I accounted for both in my analysis. In general, a message will be
longer than the amount of state change in the receiver. We may regard
any information from sender A that is ignored by the receiver B as
having not been communicated. If the remainder is x, then in general
|x| >= K(x) >= K(x|B(t1)) = K(B(t2)|B(t1)), x may be more redundant to
B than any intrinsic redundancy in x itself.
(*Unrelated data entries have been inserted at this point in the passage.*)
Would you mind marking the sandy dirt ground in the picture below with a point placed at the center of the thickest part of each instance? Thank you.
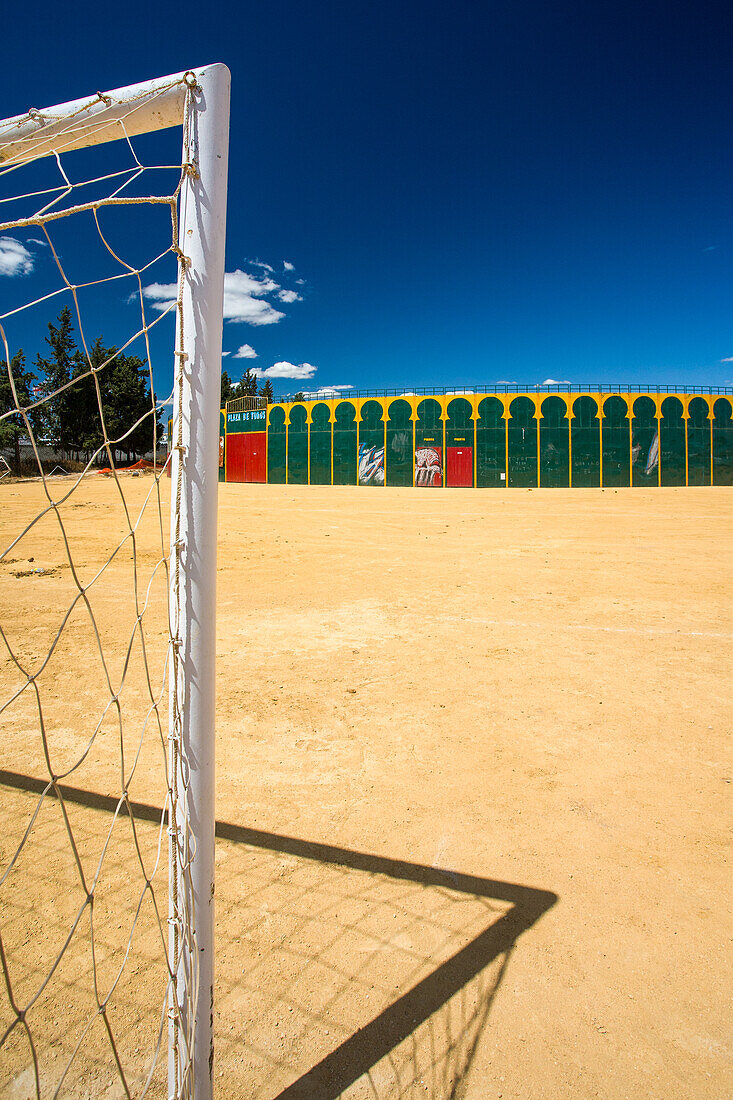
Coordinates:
(473, 794)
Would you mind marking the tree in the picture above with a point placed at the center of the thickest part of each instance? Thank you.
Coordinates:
(248, 386)
(55, 372)
(13, 428)
(127, 400)
(228, 391)
(110, 397)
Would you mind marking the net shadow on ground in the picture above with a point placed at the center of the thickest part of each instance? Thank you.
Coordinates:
(342, 974)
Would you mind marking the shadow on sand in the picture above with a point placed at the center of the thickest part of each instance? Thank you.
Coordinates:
(362, 974)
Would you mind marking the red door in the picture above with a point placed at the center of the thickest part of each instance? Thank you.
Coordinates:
(459, 466)
(256, 449)
(236, 457)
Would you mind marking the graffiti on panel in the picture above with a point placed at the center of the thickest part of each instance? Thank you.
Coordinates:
(645, 450)
(371, 464)
(428, 466)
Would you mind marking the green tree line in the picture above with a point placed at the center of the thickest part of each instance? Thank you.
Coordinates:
(247, 387)
(72, 421)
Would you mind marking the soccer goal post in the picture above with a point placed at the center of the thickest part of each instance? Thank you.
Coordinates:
(74, 407)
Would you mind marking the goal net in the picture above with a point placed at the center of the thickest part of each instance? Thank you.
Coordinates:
(111, 283)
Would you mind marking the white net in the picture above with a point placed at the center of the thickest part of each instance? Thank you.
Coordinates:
(89, 954)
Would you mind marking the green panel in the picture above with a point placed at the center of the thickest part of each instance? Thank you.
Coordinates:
(491, 444)
(722, 442)
(645, 443)
(522, 433)
(398, 451)
(320, 446)
(297, 447)
(615, 443)
(345, 444)
(371, 429)
(250, 420)
(276, 439)
(459, 426)
(222, 444)
(428, 420)
(554, 444)
(586, 432)
(671, 442)
(371, 444)
(698, 442)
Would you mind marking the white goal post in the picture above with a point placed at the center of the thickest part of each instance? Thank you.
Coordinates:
(198, 100)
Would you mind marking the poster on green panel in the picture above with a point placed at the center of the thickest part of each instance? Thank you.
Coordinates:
(371, 464)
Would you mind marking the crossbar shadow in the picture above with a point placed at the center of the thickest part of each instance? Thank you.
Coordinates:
(367, 1046)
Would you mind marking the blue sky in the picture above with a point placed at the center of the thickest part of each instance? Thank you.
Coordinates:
(444, 194)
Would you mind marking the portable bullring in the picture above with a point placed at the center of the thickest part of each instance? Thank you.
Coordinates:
(561, 439)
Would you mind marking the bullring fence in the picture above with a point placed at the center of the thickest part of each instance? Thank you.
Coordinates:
(484, 440)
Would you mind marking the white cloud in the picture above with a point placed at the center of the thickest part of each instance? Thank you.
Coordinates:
(285, 370)
(244, 298)
(325, 392)
(14, 257)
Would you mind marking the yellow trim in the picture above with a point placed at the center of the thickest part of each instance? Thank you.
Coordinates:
(505, 399)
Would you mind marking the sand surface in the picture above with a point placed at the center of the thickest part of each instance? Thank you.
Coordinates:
(473, 793)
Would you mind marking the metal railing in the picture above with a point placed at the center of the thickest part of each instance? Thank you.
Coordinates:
(509, 387)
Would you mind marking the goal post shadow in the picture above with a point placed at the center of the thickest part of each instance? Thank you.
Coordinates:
(429, 947)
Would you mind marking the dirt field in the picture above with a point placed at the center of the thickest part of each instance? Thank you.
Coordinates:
(473, 793)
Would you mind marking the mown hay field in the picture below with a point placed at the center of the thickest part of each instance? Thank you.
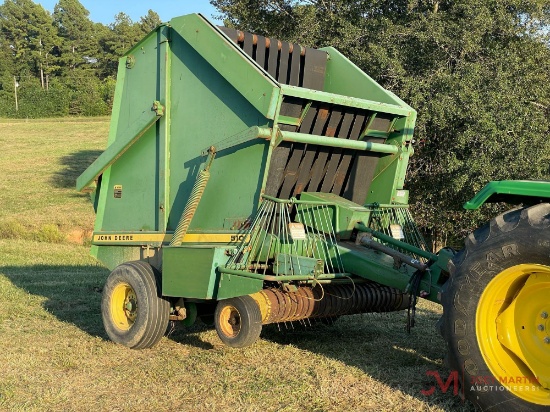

The most efficient distribution of information in A and B is the one
that minimizes the redundancy due to shared knowledge,
K(A)+K(B)-K(A,B). If A and B cooperate then they can achieve this by
communicating x whenever B can store it more efficiently than A, i.e.
K(x|B(t1)) < K(x|A(t2)).
> > Now suppose that A is a human and B is a calculator. This is a
> > reasonable division of labor because the calculator can do
> arithmetic
> > faster and more accurately than I can. But I can completely
> change the
> > state of the calculator's registers much faster than it can change
> me
> > into a different person. This is also the case with all nonhuman
> > agents in existence today. But if B was a superhuman AI, then the
> > situation could be reversed.
>
> No, because we are not exactly like calculators and other nonhuman
> agents. We can resist state change, as long as things don't send
> tweak
> our motivational systems as well (pain, pleasure). Just look at how
> slow academic fields are to change.
I used a calculator as an example because there is little shared
information, as in the ideal case. Another example would be a
notebook. After you write down something like a phone number, you can
forget it. After you read and memorize it, you can throw away the
note. It is your choice, of course, but having a notebook to outsource
some of your memory changes your behavior slightly vs. not having one.
Humans resist rapid change because we have a long term memory rate of
about 1 bit per second, not because we want to. Slow change still
happens.
> Do you consider the visual cortex as trying to change you to a
> "different person"? If not why not? Why is it not separate?
If you didn't have one, you would be very different.